There is no need for an automatic (e.g. periodic) global GC! The laws of statistics and careful configuration is sufficient. This may feel uncertain but fortunately it can be simulated.
The important parameters are;
- ft_ttl - Time to Live, but really "maximum time between fragments of the same packet"
- ft_size - The hash table size
- ft_buckets - Extra "ctBucket" on hash collisions
First we must decide a ttl
. Since fragments of the same packets are
normally (always?) sent as a burst from the source, the ttl can be set
fairly low. In this example we set ttl=200ms
. This is the time in
Linux for the first re-transmit of TCP packets so at least someone
thinks packets should not take more time.

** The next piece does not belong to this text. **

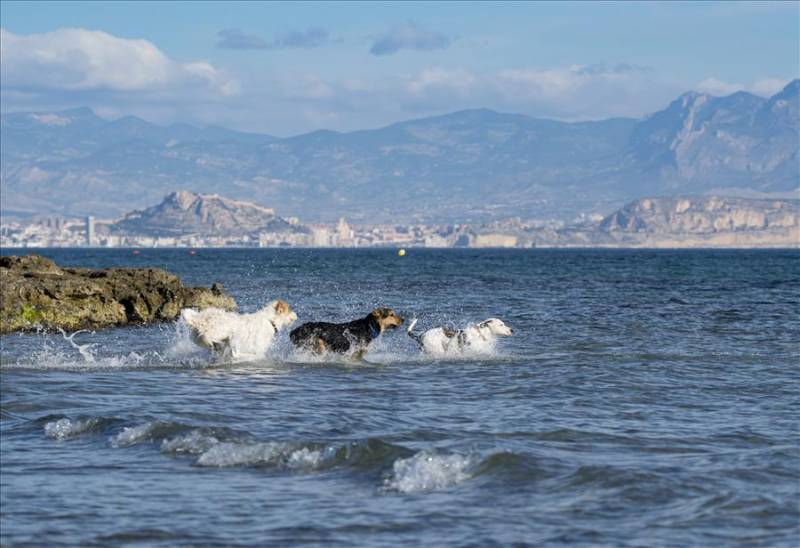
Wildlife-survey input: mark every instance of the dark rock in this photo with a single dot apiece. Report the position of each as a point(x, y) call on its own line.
point(37, 292)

Then we must decide a continuous rate of fragmented packets that we
must handle (packets that is, not fragments). This metric is
probably not available so a rough estimate must do. We pick
rate=10000pkt/S
in this example.
If hashing was perfect this would give a table size of;
ft_size = rate * ft_ttl
hsize = 10000 * 0.2 = 2000 in our example.

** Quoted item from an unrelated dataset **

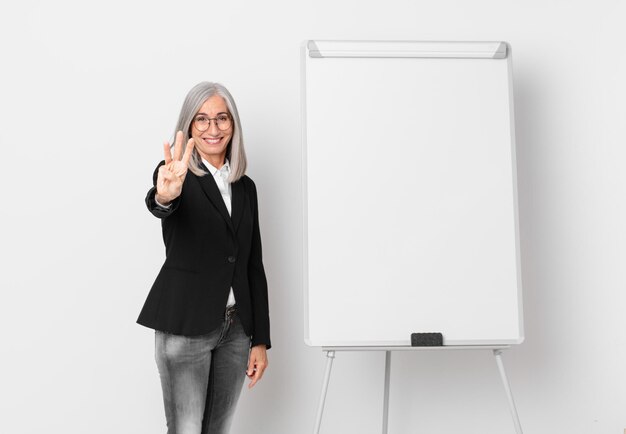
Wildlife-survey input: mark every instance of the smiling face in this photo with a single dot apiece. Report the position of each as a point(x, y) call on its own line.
point(212, 143)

But we will get collisions so we must have the pool for extra buckets and use a larger table. The recommended formula is;
ft_size = rate * ft_ttl * C
ft_buckets = ft_size
And as always with hash tables, the size should be a prime.
A good value of C
can be found with simulations;
make -C src clean; make -j8 -C src CFLAGS=-D=UNIT_TEST test_progs
alias ct=/tmp/$USER/nfqlb/lib/test/conntrack-test
ct -h
ct --repeat=1 --duration=300 --rate=10000 --ft_ttl=200 --ft_size=1999 --ft_buckets=1999
{
"ttlMillis": 200,
"size": 1999,
"active": 1999,
"collisions": 1580599,
"inserts": 2998902,
"rejected": 0,
"lookups": 0,
"objGC": 2996903,
"bucketsMax": 1999,
"bucketsPeak": 1947,
"bucketsStale": 1649,
"percentLoss": 0.0
}
Here we run a simulation of 10000pkt/S rate for a simulated time of 300s (5m). With C=1 we get no packet loss. A reasonable value may be C=2. The simulation itself takes less than 1s.
Remember that if the reassembler is used only fragments out of order will be subject to timeouts.